The University Senate Assembly on Jan. 26 passed a motion urging a change in academic advising for student-athletes. Introduced by statistics Professor Ed Rothman, the motion calls on the advising units of the schools and colleges where a student-athlete is enrolled to monitor and assess the student's academic standing and make recommendations to the provost regarding the student's eligibility to participate in NCAA athletics. The provost ultimately is responsible for eligibility determinations.

Following passage of the Rothman motion, the assembly passed another submitted by physics Professor Keith Riles, a member of the Senate Advisory Committee on University Affairs, urging an end to the practice of reimbursing Academic Performance Committee (APC) members for expenses associated with attending bowl games. The APC is made up of all faculty members who serve on the University's Advisory Board for Intercollegiate Athletics (ABIA). The committee monitors the academic well-being of student-athletes and reviews individual cases of those few student-athletes who meet NCAA academic standards for eligibility to play, including minimum grade point average, but who do not meet the University's 2.0 GPA requirement. After close consideration of each case, APC makes an eligibility recommendation to the provost.

Both motions were developed in response to the provost's July 2007 invitation to the assembly to give input on an advisory memo from the University Auditor regarding the potential of a possible conflict of interest.
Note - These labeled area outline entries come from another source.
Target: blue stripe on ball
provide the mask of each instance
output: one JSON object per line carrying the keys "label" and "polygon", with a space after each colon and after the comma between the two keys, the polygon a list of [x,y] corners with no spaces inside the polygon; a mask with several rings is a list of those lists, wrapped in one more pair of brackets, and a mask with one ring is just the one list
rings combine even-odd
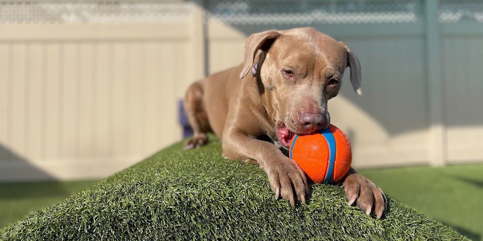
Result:
{"label": "blue stripe on ball", "polygon": [[334,165],[335,163],[336,148],[335,137],[334,137],[334,133],[328,128],[320,131],[319,133],[325,138],[329,150],[329,168],[327,168],[327,173],[326,174],[326,178],[324,180],[324,183],[331,184],[334,183]]}
{"label": "blue stripe on ball", "polygon": [[292,141],[292,145],[290,147],[290,155],[289,157],[290,159],[292,159],[292,152],[294,152],[294,145],[295,145],[295,141],[297,141],[297,139],[299,138],[299,135],[295,135],[295,137],[294,137],[294,141]]}

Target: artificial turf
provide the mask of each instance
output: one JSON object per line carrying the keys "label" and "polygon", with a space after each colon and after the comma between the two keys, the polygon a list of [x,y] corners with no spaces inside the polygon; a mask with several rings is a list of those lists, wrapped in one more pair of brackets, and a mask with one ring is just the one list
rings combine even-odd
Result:
{"label": "artificial turf", "polygon": [[84,180],[0,183],[0,228],[99,182]]}
{"label": "artificial turf", "polygon": [[362,170],[386,193],[475,241],[483,241],[483,164]]}
{"label": "artificial turf", "polygon": [[6,240],[463,239],[389,198],[381,220],[315,185],[307,204],[276,201],[255,165],[223,159],[219,143],[181,143],[0,230]]}

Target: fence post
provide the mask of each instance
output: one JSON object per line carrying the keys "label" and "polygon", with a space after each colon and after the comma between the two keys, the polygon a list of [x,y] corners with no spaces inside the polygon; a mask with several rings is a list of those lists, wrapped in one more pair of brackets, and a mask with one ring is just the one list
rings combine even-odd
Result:
{"label": "fence post", "polygon": [[446,164],[446,130],[444,125],[443,83],[439,56],[438,0],[424,1],[426,28],[425,55],[430,118],[430,159],[434,166]]}
{"label": "fence post", "polygon": [[204,78],[206,76],[206,63],[205,62],[205,11],[203,0],[193,1],[193,15],[190,22],[190,40],[192,52],[188,53],[189,58],[192,58],[194,65],[192,74],[194,79],[190,82]]}

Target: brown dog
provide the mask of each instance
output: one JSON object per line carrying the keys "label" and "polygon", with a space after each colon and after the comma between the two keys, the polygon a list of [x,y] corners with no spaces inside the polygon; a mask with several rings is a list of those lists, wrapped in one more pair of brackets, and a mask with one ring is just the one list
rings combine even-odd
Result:
{"label": "brown dog", "polygon": [[[360,94],[360,64],[342,42],[312,28],[252,35],[242,64],[188,89],[184,106],[195,135],[185,149],[206,144],[206,133],[212,131],[221,140],[224,157],[265,171],[276,199],[281,195],[293,205],[295,194],[304,202],[305,176],[279,148],[288,147],[294,133],[328,126],[327,100],[337,95],[348,66]],[[342,184],[349,205],[356,202],[380,218],[387,206],[380,189],[352,168]]]}

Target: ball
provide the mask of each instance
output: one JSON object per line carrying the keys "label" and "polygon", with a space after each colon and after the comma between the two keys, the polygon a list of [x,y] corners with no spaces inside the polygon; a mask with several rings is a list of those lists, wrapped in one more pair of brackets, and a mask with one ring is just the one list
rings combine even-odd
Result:
{"label": "ball", "polygon": [[339,182],[352,162],[349,140],[332,125],[312,134],[294,135],[288,153],[307,177],[317,183]]}

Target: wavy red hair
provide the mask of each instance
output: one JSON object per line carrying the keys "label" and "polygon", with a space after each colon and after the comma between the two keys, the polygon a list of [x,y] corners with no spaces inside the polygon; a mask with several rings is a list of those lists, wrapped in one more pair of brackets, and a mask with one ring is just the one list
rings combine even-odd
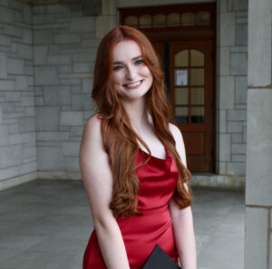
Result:
{"label": "wavy red hair", "polygon": [[101,119],[103,146],[109,155],[113,177],[110,208],[115,217],[128,217],[139,213],[137,210],[139,180],[136,175],[137,167],[134,165],[139,150],[137,140],[151,154],[144,141],[133,131],[129,116],[112,83],[112,50],[117,43],[124,39],[133,40],[138,44],[142,60],[153,75],[151,88],[146,95],[147,109],[151,115],[156,135],[168,148],[177,164],[180,178],[174,199],[180,208],[185,208],[191,204],[191,192],[190,189],[189,192],[186,190],[184,183],[188,183],[191,175],[180,161],[176,151],[175,140],[169,128],[164,74],[149,39],[137,29],[125,25],[112,29],[103,37],[98,47],[92,95]]}

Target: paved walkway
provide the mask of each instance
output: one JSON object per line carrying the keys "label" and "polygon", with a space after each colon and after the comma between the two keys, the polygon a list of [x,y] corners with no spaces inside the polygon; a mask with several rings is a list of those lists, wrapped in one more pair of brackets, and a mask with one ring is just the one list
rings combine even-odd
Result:
{"label": "paved walkway", "polygon": [[[199,269],[242,269],[244,193],[195,189]],[[92,229],[78,181],[35,180],[0,192],[1,269],[80,269]]]}

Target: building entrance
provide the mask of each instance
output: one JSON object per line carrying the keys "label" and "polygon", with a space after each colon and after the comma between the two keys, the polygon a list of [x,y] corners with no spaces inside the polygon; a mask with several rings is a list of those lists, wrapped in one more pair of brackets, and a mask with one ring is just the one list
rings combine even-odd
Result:
{"label": "building entrance", "polygon": [[144,32],[161,60],[191,172],[215,172],[215,11],[214,4],[120,10],[121,24]]}

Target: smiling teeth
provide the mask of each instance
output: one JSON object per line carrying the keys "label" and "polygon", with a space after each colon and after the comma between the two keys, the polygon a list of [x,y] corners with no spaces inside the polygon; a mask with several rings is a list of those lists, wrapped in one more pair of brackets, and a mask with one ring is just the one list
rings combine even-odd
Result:
{"label": "smiling teeth", "polygon": [[131,83],[131,85],[126,85],[127,87],[134,87],[141,84],[141,81]]}

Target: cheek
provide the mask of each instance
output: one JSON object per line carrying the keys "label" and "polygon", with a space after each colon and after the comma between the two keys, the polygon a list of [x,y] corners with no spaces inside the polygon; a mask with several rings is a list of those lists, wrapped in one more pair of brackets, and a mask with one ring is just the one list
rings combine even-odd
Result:
{"label": "cheek", "polygon": [[122,80],[122,76],[121,72],[113,72],[112,74],[112,83],[113,84],[120,84]]}

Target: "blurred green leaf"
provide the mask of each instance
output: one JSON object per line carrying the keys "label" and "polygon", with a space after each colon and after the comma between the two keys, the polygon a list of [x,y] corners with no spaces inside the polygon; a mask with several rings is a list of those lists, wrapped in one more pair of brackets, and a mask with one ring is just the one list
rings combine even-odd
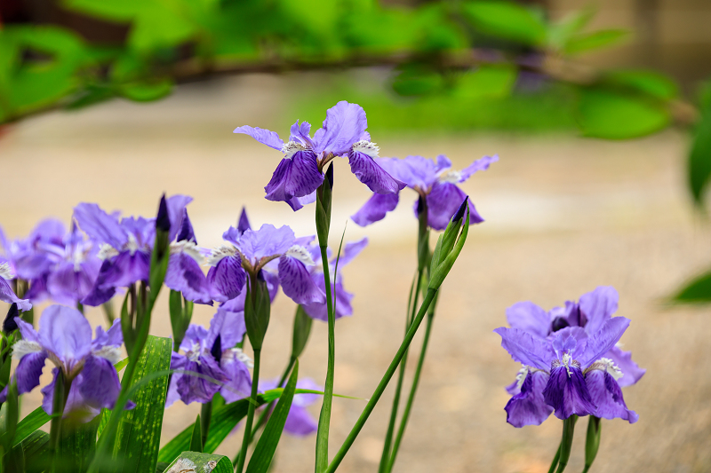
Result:
{"label": "blurred green leaf", "polygon": [[582,89],[579,103],[584,135],[626,139],[662,130],[670,121],[663,105],[631,94],[599,88]]}
{"label": "blurred green leaf", "polygon": [[677,303],[706,304],[711,302],[711,272],[687,283],[672,300]]}
{"label": "blurred green leaf", "polygon": [[670,100],[679,94],[679,87],[667,75],[644,70],[626,70],[609,73],[607,81],[635,89],[657,99]]}
{"label": "blurred green leaf", "polygon": [[687,172],[694,201],[703,206],[704,194],[711,177],[711,103],[707,103],[701,111],[700,119],[694,127]]}
{"label": "blurred green leaf", "polygon": [[299,360],[294,364],[289,382],[279,398],[279,402],[272,411],[269,420],[264,428],[264,431],[254,447],[254,452],[250,458],[247,465],[246,473],[267,473],[269,470],[274,453],[276,452],[276,445],[284,432],[284,426],[286,423],[286,417],[292,408],[292,401],[294,398],[296,390],[296,380],[299,378]]}
{"label": "blurred green leaf", "polygon": [[500,99],[511,93],[515,81],[516,68],[514,66],[483,65],[459,78],[457,93],[467,99]]}
{"label": "blurred green leaf", "polygon": [[463,12],[477,29],[487,35],[534,45],[546,39],[546,25],[541,19],[512,2],[468,2],[464,4]]}
{"label": "blurred green leaf", "polygon": [[[172,351],[170,338],[148,335],[133,375],[133,385],[153,373],[169,370]],[[167,376],[142,384],[132,398],[136,406],[121,417],[113,455],[122,461],[122,473],[156,470],[167,389]]]}
{"label": "blurred green leaf", "polygon": [[563,51],[571,55],[579,54],[618,44],[628,37],[629,32],[625,29],[601,29],[571,38],[565,44]]}

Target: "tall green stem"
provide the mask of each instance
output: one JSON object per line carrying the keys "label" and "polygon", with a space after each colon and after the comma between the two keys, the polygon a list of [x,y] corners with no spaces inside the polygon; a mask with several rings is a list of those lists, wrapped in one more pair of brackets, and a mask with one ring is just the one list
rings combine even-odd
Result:
{"label": "tall green stem", "polygon": [[407,398],[405,410],[403,412],[403,418],[400,420],[400,427],[397,429],[397,437],[395,437],[395,444],[393,444],[393,452],[390,453],[390,461],[387,463],[387,469],[385,470],[387,472],[393,470],[395,460],[397,457],[397,452],[400,449],[400,443],[403,441],[403,436],[405,433],[407,421],[410,419],[410,412],[412,410],[412,404],[415,402],[415,393],[417,392],[417,387],[419,384],[419,375],[422,373],[422,366],[425,364],[425,355],[427,354],[427,344],[429,343],[429,335],[432,333],[432,321],[434,319],[435,314],[434,312],[430,311],[427,315],[427,324],[425,327],[425,337],[422,340],[422,351],[419,352],[419,359],[417,361],[415,375],[412,378],[412,386],[410,388],[410,395]]}
{"label": "tall green stem", "polygon": [[348,453],[348,449],[350,449],[351,445],[353,445],[353,442],[356,441],[356,438],[358,437],[363,426],[365,425],[368,417],[371,415],[371,413],[372,413],[375,405],[378,404],[380,396],[382,396],[383,391],[385,391],[385,389],[387,387],[387,383],[390,382],[395,371],[397,369],[397,366],[403,359],[407,348],[412,342],[412,338],[414,338],[417,329],[419,327],[419,324],[422,323],[422,319],[425,318],[425,315],[427,315],[427,309],[432,304],[432,301],[435,299],[437,289],[427,289],[427,294],[425,296],[425,300],[422,301],[422,305],[419,307],[419,311],[418,311],[415,319],[412,320],[410,329],[407,331],[407,335],[405,335],[404,340],[403,340],[400,348],[397,350],[395,358],[393,358],[393,360],[390,362],[390,366],[387,367],[387,370],[386,370],[385,374],[383,374],[383,377],[380,380],[380,382],[378,384],[378,387],[375,388],[375,391],[372,393],[368,404],[365,405],[365,408],[363,410],[363,414],[361,414],[361,416],[356,421],[356,425],[353,426],[353,429],[346,438],[343,445],[333,457],[333,460],[331,461],[331,464],[329,464],[328,469],[326,469],[326,473],[333,473],[333,471],[339,468],[339,465],[343,461],[346,453]]}
{"label": "tall green stem", "polygon": [[260,359],[261,358],[261,349],[254,349],[254,369],[252,375],[252,395],[250,396],[250,405],[247,407],[247,423],[244,426],[244,437],[242,438],[242,449],[240,450],[237,466],[235,471],[242,473],[244,469],[244,459],[247,457],[247,447],[252,441],[252,424],[254,422],[254,406],[257,405],[257,396],[259,394],[260,384]]}
{"label": "tall green stem", "polygon": [[324,404],[318,418],[316,437],[316,471],[319,473],[328,467],[328,436],[331,424],[331,406],[333,401],[333,374],[336,370],[336,317],[333,313],[333,300],[331,296],[331,275],[328,268],[327,246],[320,244],[321,261],[324,263],[324,282],[326,285],[326,304],[328,308],[328,367],[326,382],[324,386]]}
In the most recent Big 10 peer review of University Athletics in 2003-04, concern was raised about the possibility of a potential conflict of interest that might be drawn by the 30-plus year practice of reimbursing bowl game travel expenses for APC members. Like all ABIA members, APC members are part of the Athletic Department's official bowl party, as sanctioned by Big 10 policy, and their costs are reimbursed from NCAA bowl travel allotments.

In 2005 the provost put in place a management plan to ensure that no actual conflict of interest would arise, and the regents amended their bylaws to give the provost, rather than APC, sole authority to determine eligibility. The provost is not part of the Athletic Department's bowl party.

In 2007 the Academic Success Program (ASP) in the Department of Athletics adopted a dual-report structure to the provost and the athletic director, rather than the athletic director alone. In anticipation of this change, the provost requested an audit of the ASP.

In July 2007 the audit reported a sound program marked by staff dedication, excellent academic support to students and student success. It also identified a number of administrative procedures that required improvement, all of which were completed within weeks of the audit.

In her separate July 18, 2007, advisory memo, the auditor alerted the provost and the athletic director to the same possibility of a potential conflict of interest and suggested management review of the policy. The provost invited Senate Assembly input on the memo; and, upon completion of further review, determined that the management plan, put in place two years prior, was succeeding in limiting the potential for conflict.

The Senate Assembly in November 2008 appointed an Athletic Advising Committee, chaired by Rothman, who presented the committee's report to the assembly Jan. 26. The recommendations include a seven-point approach to improve academic support procedures and services. No formal action has been taken by the senate on the AAC recommendations.